화학공학소재연구정보센터
Journal of Polymer Science Part A: Polymer Chemistry, Vol.45, No.10, 1848-1859, 2007
Build-up of carboxylic acids in polyethylene and their relation to off-flavor and carbonyl index
Oxidation of polyethylene (PE) gives a mixture of degradation products. Carboxylic acids are among the major ones. They are believed to cause off-flavor in food and beverage packaging. Our previous research has shown that identification and use of indicator products gives earlier detection of oxidation in plastic materials. In the present study, the relation between off-flavor in water extracts of PE and each of the carboxylic acids in the homologous series from propanoic to nonanoic acid were investigated. Also, a comparison between carbonyl index in solid PE and each of the carboxylic acids in the homologous series from propanoic to decanoic acid were examined. The amount of the carboxylic acids was assessed by head-space solid-phase microextraction (HS-SPME) and gas chromatography-mass spectroscopy (GC-MS).
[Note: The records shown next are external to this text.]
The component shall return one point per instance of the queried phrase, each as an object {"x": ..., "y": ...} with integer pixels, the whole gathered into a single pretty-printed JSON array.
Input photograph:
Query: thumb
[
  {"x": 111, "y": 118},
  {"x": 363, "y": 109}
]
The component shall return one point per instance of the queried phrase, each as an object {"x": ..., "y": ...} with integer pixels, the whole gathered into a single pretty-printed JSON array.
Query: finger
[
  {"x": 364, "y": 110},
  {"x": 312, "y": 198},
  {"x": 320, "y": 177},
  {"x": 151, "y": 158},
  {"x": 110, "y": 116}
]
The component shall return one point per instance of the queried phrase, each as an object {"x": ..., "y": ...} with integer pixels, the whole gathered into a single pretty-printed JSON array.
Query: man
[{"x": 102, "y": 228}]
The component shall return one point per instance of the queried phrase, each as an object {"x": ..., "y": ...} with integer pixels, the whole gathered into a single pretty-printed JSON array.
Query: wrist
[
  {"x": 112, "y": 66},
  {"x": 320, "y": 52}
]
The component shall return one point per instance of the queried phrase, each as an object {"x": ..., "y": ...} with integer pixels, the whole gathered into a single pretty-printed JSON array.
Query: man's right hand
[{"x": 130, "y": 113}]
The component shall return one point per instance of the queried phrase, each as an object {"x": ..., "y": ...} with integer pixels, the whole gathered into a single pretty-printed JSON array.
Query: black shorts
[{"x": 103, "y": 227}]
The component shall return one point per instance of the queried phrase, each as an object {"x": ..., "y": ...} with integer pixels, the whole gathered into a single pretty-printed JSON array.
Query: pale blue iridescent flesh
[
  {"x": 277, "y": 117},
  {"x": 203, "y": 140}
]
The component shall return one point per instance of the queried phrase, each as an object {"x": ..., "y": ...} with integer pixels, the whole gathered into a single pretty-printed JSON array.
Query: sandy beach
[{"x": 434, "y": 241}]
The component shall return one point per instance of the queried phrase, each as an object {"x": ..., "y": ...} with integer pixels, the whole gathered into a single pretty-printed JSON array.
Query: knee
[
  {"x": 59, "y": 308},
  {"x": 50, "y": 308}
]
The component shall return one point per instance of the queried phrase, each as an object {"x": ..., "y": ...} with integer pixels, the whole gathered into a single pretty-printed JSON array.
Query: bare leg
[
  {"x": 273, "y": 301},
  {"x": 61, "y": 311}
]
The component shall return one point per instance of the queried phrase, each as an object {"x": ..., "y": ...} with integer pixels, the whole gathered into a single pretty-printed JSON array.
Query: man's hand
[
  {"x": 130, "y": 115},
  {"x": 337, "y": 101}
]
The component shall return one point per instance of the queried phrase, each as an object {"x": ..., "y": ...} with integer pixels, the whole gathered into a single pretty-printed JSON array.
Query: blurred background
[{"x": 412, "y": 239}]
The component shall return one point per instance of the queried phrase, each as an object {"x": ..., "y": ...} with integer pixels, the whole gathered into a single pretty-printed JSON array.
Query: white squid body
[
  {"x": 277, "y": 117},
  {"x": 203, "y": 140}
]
It was found that the amount of butanoic and hexanoic acid correlated well with the rated off-flavor intensities in the water extracts. This confirmed earlier results on a linkage between these two carboxylic acids and highly rated off-flavor intensities. Moreover, a relation between the build-up of propanoic acid in the solid PE and carbonyl index was found. Hence, propanoic acid could be used as an indicator product for earlier oxidation detection in these PE materials. (c) 2006 Wiley Periodicals, Inc.